Mixing music is only hard if you don’t know what you’re doing or simply relying on tips and tricks that you get online. More especially when you’re mixing your music, you run the risk of ruining a beautiful song.

Just like everything else, it will be hard if you don’t fully understand the process. But once someone who is good at it explains it to you then it becomes much easier to learn and master the skill.

Learning how to mix music seems to be the most difficult part. This means you’ll need to put in your 10000 hours of practice to fast-track the learning curve.

Another most important factor that makes mixing hard for most people is that they don’t want to learn and master their tools. Many don’t take the time to even read the manual.

I had a useless argument with some guy on a Facebook group about gain staging. I could have taken 2 minutes to grab a screenshot but I decided to just let them be.

So, mixing is hard for those who want to take shortcuts. Take the time to educate yourself about the skill and the tools if you want the process of mixing to be much easier.

It’s really that simple, don’t complicate it. Obviously, it will be hard in the beginning stages that's why it's important to keep studying and practicing to improve.

How Important is Mixing a Song?

Audio mixing is a very crucial process in the music-making process.

Mixing allows you to blend all the individual multitracks and get them working well together to make a finished song.

Without mixing, it will be very hard for the listener to enjoy the music because all the individual tracks won’t make sense in relation to each other.

Basically, without a proper mix, the listener won’t be able to stay glued to their stereo.

A great mix also ensures that the song sounds amazing on any sound device, whether the song is played in a club, car, laptop speakers, home theater system, etc.

You should also never underestimate music consumers, most do know the difference between a professional and amateur mix or master.

Even though they don’t know the science, they can definitely separate a great mix from a poor-quality song.

Mixing is necessary to ensure that the consumer enjoys the music no matter where it’s being played.

Can You Master Your Own Music?

When it comes to mastering, most (if not all) professional engineers will tell you not to master your own music.

Think about it, you’ve spent countless hours on the song from recording, sound design, production, arrangement, and all the way to mixing.

So at this point, you’ve done everything that you can to make sure that the song sounds incredible.

My question is this; since you’ve done everything you can then what are you going to be doing in the mastering stage? This is why it’s recommended to send your music to a professional mastering engineer to give you a second opinion.

A fresh pair of ears can take a great mix and turn it into an amazing song. They’ll be able to fix some mistakes that you might have missed and help you improve.

Many engineers have helped me improve my mixing skills just through their feedback.

Another advantage is that these pro engineers do mastering for a living, which means they do it almost every day. Also, they usually have the right tools and environment to produce the best results for your mix.

However, that doesn’t mean you can’t master your own music. Obviously, if you know what you’re doing then you can.

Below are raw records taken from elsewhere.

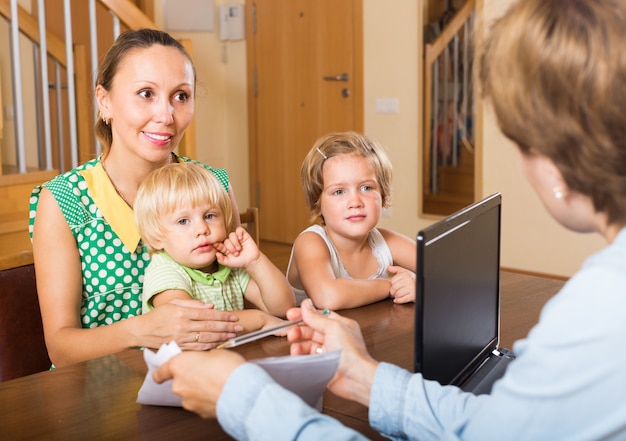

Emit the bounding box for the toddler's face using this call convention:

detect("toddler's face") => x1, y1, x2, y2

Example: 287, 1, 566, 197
155, 202, 227, 270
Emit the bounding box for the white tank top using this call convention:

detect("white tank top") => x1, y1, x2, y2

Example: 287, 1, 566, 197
287, 224, 394, 305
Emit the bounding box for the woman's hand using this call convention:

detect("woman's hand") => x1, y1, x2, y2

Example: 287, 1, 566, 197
139, 299, 244, 351
286, 299, 379, 406
153, 349, 246, 418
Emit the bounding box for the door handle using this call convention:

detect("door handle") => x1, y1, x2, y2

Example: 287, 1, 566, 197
323, 73, 349, 82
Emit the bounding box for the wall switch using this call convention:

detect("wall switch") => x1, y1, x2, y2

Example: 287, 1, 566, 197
375, 98, 399, 114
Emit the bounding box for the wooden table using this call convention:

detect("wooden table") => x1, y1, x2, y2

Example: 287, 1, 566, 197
0, 271, 564, 440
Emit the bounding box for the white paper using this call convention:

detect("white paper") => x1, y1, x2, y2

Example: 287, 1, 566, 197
137, 341, 182, 406
136, 341, 341, 408
250, 350, 341, 408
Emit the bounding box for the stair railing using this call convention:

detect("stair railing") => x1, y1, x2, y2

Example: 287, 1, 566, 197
0, 0, 194, 180
423, 0, 475, 195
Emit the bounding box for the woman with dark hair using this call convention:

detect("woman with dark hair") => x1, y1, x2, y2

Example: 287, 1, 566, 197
30, 29, 243, 368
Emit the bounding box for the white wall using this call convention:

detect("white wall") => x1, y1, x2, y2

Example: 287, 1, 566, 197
362, 0, 430, 239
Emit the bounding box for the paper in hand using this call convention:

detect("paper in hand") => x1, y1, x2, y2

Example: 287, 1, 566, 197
137, 341, 341, 409
250, 350, 341, 408
137, 341, 182, 406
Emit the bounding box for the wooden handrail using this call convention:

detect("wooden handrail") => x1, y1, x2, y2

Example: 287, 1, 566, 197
0, 0, 67, 66
0, 0, 195, 182
425, 0, 476, 66
0, 0, 157, 68
99, 0, 157, 29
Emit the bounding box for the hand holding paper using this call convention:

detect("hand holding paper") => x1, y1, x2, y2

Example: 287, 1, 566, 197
137, 341, 183, 407
137, 341, 340, 409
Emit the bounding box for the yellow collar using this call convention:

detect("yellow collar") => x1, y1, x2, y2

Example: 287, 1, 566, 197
80, 163, 141, 252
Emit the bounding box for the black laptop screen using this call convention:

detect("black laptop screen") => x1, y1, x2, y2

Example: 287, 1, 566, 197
414, 193, 502, 386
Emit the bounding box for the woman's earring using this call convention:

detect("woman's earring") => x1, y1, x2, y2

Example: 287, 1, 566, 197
552, 186, 567, 200
99, 111, 110, 126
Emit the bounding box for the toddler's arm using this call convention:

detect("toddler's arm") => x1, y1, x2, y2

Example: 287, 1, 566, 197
229, 309, 288, 335
150, 289, 195, 308
216, 227, 295, 316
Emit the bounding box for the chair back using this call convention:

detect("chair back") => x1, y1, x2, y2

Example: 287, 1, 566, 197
239, 207, 260, 246
0, 257, 51, 382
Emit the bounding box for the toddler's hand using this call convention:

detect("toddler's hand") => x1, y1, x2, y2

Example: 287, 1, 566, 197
261, 315, 290, 336
215, 227, 260, 268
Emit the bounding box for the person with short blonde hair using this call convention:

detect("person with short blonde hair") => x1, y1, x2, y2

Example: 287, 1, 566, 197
135, 163, 294, 332
287, 131, 416, 309
136, 162, 234, 255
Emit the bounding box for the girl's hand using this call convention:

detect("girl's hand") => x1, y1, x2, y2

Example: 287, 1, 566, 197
286, 300, 378, 406
387, 266, 416, 304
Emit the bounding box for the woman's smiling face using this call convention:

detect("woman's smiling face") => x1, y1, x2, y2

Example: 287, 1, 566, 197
99, 44, 195, 162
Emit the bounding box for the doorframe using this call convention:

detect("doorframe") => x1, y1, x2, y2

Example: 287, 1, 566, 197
244, 0, 364, 213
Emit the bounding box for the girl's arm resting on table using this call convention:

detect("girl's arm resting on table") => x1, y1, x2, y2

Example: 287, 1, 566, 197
379, 228, 417, 272
387, 266, 416, 304
290, 234, 391, 310
380, 229, 417, 304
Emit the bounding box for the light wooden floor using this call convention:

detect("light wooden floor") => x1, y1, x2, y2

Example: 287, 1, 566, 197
260, 240, 293, 274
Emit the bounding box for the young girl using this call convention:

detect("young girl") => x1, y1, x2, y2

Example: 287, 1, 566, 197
287, 132, 416, 310
135, 162, 295, 334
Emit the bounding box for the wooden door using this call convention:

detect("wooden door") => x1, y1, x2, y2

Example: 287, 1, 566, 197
246, 0, 363, 244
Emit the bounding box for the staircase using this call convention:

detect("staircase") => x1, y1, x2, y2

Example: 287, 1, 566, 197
422, 0, 476, 216
422, 140, 474, 214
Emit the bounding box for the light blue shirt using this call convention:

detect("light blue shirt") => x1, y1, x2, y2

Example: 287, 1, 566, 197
217, 228, 626, 440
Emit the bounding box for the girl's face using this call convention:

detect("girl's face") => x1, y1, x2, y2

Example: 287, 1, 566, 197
154, 202, 227, 271
97, 45, 195, 163
319, 153, 382, 241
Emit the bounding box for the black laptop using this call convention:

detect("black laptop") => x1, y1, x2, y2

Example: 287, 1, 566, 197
414, 192, 515, 395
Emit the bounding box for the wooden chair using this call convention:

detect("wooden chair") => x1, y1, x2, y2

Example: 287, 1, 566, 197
0, 251, 51, 382
239, 207, 260, 246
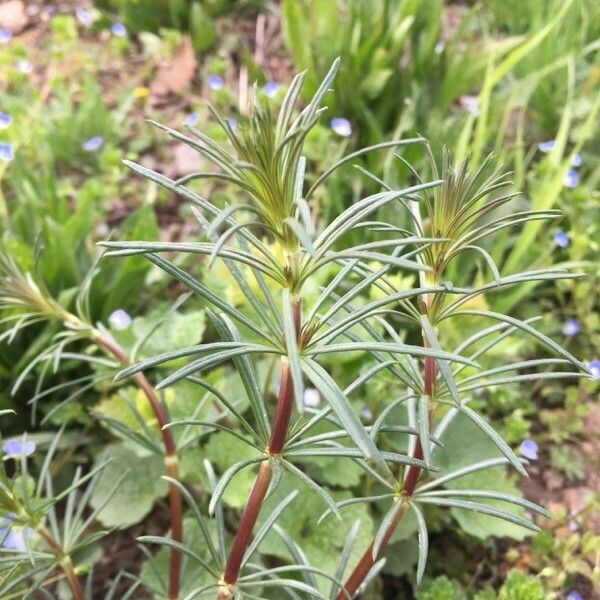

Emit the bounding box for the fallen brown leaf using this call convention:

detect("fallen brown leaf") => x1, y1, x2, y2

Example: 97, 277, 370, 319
150, 36, 197, 97
166, 143, 203, 179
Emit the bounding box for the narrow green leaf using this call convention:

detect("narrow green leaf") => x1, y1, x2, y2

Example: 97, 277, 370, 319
330, 520, 361, 600
208, 457, 265, 516
418, 395, 431, 467
410, 502, 428, 585
372, 499, 403, 560
447, 310, 590, 374
420, 314, 461, 405
273, 523, 319, 589
281, 459, 341, 520
301, 358, 390, 477
242, 490, 299, 566
137, 536, 219, 578
417, 457, 526, 494
460, 405, 526, 476
413, 497, 540, 532
416, 489, 549, 517
282, 289, 304, 414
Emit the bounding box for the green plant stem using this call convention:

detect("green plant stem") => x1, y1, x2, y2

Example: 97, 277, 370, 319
37, 526, 84, 600
217, 298, 302, 599
335, 350, 437, 600
93, 332, 182, 600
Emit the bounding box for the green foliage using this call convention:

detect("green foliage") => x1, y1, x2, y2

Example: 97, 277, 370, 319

The best-kept secret of mastering engineers is their well-tuned room. They are known to have "Golden Ears", but the secret is their well-tuned room and professional monitoring system.

If there’s a pin drop in a mix they’ll hear it. Since the room and monitoring are on point the engineer can hear the entire mix clearer and in proper 3 dimensions (height, width, and depth).

This is why it’s always wise to let someone else do the mastering for you.

Or you can rent a professional studio to do the mastering. That’s if you have the budget for it. You can also make a deal with studio owners, you give them something of value in exchange for studio time.

Wrap

At the end of the day, this stuff is subjective. I mean, it’s art so there’s no right or wrong it’s just a matter of preference.

But I hope this post does guide you in the right direction and answers some of your questions about what it takes to mix your own music.